With a variety of definitions, our Fathers lead us to humility, but the meaning is almost the same: the comprehensive labour of love that supports all the other virtues.

We shall now note some of the sayings of the Fathers which refer to the qualities and fruits of the humble outlook and the manner in which those who have it behave. This will give us more practical knowledge.

Anthony the Great, when he was once in an ecstatic state, saw all the land around him full of traps set by Satan. He sighed and asked God to tell him how anyone could avoid them and then heard a voice telling him: ‘only with humility’.

The same saint, when he was asked by Pimin (Poemen) the Great what the perfect work was for spiritual people, as regards virtue, answered that it is self-censure and living continuously in the expectation of temptation.

Abba Pimin [the word means ‘shepherd’ in Greek] said that those who condemn themselves obtain endurance and patience.

Abba Evagrios said that the beginning of spiritual progress for people is self-censure.

Another great ascetic, who had authority over demons, asked them what work or virtue of the saints vanquished them and they answered ‘being humble’.

Saint John the Short used to say that being humble and fearing God were above all the virtues.

Abba Longinos said that humble-minded people are incapable of judging others.

Saint John the Theban said that, above all, spiritual people have to achieve humility.

Abba Pimin, again, said that people need a humble outlook and fear of God the way they need air to breathe.

Abba Sisoïs, who was great among the Fathers, said that the route to a humble mind consists of restraint, constant prayer and a struggle to acquire the view that you’re inferior to all others.

Abbas Kronios said that the means that lead to humility are abandonment, as far as possible, of material things and whatever leads to fragmentation of the mind; bodily labour; and remembrance of death.

Another Elder said that those who have humility humiliate the demons. And again, he said that the soul acquires humility when it’s concerned only about its own woes and errors.

Another said that, just as the ground never falls down, neither do humble people, because they’re always so lowly.

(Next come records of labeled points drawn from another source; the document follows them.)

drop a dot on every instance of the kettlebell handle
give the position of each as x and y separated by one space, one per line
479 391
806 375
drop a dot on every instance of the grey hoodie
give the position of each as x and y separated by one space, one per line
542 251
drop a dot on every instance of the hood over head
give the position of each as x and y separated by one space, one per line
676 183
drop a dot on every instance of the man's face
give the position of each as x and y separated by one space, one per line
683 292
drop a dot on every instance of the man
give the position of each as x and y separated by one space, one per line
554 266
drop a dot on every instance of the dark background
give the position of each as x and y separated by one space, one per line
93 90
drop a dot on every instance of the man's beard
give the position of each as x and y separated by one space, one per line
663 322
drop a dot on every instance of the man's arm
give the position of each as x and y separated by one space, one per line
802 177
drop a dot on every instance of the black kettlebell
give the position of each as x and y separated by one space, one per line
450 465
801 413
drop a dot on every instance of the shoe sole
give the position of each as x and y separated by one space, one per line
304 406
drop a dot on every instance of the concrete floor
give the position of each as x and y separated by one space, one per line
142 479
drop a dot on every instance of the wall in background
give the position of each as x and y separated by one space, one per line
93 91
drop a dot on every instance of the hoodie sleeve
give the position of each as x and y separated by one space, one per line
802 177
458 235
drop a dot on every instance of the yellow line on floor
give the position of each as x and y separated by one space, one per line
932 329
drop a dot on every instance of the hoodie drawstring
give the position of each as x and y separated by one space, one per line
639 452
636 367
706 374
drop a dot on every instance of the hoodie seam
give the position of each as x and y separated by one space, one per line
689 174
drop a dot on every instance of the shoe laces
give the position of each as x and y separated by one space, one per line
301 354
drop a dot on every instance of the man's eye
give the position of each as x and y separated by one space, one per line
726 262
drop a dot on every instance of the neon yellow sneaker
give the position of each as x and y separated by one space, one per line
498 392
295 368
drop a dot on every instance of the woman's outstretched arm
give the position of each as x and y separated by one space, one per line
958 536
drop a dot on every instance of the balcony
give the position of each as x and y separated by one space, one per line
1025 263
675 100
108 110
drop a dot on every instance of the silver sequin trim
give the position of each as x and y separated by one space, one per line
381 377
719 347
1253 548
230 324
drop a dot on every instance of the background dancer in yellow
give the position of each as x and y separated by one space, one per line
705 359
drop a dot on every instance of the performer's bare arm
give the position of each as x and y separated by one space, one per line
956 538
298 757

When another was asked what humility was, he said, ‘If your brother sins against you and you forgive him before he asks’. He also said that people’s progress depended on the depth of their humility: the more profound their humility, the greater their progress.

Abbas Isaiah said that, with humility, all the achievements of the Evil One are destroyed.

Saint Synklitiki said that the beginning and end of all good things, that is the spiritual life, is the humble outlook.

The incontrovertible judgment of the Fathers regarding the practical manner in which to achieve this God-pleasing quality is- in their experience- bodily labour and self-knowledge, and these are things which are present in everyday life. In general, the narrow path of all-inclusive Christian morality leads to the fear of God and He then becomes a guide to that which constitutes ‘sentience in God’ and the great virtues, which are ‘not to think highly of yourself’, ‘to censure yourself’ and ‘to withstand all temptations’. Apart from his other efforts, the Prophet David put forward his struggles as means of expiation, saying: ‘Look upon my humility and my effort and forgive all my sins’. And elsewhere he offers as a convincing example of his forgiveness that: ‘I was humbled and the Lord saved me’. Again, he reveals that the Lord, ‘gives grace to the humble’, in contrast, of course to the egotists. So, if, ‘God will not despise a humble and contrite heart’, this is known to us because our Fathers and, indeed, all of those in the whole of human history who have been granted some knowledge of God, have all tried to be humble more than anything else.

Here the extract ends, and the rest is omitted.